All,
While integrating 2.0.0 trunk into Tika and running against govdocs1, I'm
finding two issues that are difficult to reproduce.
Background:
Tika-batch has a parent process that kicks off a Tika processor in a child
process, if that dies unexpectedly, the parent kicks it off again. I'm running
with 10 consumer/parser threads and -Xmx5g on an (8 cpu/8GB vm); RHEL 7, Linux
cloud-server-02 3.10.0-123.20.1.el7.x86_64 #1 SMP Wed Jan 21 09:45:55 EST 2015
x86_64 x86_64 x86_64 GNU/Linux)
Two problems:
1) The child process exits with value 1. I'm catching Throwable around the
primary execution call in the child process and logging it; nothing shows up in
the log files from that part of the code.
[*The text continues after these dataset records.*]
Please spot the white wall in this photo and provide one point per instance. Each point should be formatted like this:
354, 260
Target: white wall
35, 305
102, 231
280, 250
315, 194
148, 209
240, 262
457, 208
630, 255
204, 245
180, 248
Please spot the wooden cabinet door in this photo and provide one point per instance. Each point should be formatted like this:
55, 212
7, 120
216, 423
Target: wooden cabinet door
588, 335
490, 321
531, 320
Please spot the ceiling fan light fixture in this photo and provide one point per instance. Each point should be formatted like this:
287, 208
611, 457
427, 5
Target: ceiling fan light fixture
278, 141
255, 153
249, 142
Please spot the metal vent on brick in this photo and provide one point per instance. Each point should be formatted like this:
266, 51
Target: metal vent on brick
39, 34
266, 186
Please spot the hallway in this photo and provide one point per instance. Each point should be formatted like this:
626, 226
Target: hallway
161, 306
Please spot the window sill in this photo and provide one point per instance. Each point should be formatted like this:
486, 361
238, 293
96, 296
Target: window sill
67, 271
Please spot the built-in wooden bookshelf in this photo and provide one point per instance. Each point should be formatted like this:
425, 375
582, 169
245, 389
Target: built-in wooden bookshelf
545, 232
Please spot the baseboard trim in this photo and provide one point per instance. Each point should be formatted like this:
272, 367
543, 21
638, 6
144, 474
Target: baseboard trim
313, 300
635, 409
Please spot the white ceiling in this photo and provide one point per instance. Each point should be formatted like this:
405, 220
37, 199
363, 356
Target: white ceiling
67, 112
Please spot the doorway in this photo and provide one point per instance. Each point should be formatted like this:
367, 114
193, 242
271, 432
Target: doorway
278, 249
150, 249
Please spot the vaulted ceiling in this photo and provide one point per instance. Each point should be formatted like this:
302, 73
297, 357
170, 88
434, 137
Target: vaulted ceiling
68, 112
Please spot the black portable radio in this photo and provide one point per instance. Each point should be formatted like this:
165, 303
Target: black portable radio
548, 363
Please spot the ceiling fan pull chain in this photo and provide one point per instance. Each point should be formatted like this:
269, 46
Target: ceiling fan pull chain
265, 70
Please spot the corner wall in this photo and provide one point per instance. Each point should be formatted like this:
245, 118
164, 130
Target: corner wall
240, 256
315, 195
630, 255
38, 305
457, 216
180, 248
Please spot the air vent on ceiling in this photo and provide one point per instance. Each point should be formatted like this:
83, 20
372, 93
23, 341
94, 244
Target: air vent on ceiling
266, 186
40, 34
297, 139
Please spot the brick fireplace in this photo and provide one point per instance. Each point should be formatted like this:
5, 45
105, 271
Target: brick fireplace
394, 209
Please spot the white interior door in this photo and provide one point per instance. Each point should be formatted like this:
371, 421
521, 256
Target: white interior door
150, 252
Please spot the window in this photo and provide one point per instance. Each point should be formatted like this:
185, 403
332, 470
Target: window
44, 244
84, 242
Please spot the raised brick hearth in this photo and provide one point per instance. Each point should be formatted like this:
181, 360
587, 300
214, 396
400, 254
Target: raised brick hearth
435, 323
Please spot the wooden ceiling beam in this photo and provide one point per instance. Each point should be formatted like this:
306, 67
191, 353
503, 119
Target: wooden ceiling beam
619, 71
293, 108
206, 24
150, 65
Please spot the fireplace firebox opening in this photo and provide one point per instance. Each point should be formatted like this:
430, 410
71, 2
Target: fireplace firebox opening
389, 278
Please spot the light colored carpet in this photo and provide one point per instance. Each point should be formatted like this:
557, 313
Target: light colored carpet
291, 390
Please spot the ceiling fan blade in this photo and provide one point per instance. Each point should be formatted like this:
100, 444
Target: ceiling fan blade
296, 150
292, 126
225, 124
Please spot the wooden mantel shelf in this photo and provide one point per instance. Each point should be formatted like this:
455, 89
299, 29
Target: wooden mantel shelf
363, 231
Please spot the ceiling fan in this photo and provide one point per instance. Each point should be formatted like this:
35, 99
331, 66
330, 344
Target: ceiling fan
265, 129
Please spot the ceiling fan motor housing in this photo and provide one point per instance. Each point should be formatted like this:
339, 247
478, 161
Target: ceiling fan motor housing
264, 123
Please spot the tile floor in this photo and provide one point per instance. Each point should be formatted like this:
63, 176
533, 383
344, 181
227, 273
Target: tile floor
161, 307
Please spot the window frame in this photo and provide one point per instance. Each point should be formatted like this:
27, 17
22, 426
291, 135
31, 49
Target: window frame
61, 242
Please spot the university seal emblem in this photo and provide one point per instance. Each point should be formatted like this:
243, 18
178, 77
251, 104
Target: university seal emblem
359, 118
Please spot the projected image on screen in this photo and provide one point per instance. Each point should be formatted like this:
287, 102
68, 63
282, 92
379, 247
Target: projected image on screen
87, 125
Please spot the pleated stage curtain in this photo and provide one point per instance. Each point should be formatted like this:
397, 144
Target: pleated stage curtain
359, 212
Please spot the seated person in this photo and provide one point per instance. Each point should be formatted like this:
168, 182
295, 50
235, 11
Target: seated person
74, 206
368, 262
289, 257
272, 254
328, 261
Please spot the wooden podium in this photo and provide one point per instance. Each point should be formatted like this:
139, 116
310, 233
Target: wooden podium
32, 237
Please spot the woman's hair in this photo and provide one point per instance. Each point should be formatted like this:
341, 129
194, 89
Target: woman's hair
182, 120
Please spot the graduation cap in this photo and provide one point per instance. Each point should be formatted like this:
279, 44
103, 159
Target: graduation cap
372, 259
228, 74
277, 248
From the parser log files (at trace),
I can tell which 10 files were being processed at the time, but I'm not seeing
any other information about what caused the exit. When I run against just
those 10 files, all is ok.
2) The OS is killing the child far more often than it does with 1.8.9
(exit code 137).
For the second problem, I'll wait until the optimizations to the caching are
completed before I start worrying about that. However, do you have any
recommendations on how to figure out what's going on with 1)?
Thank you!
Cheers,
Tim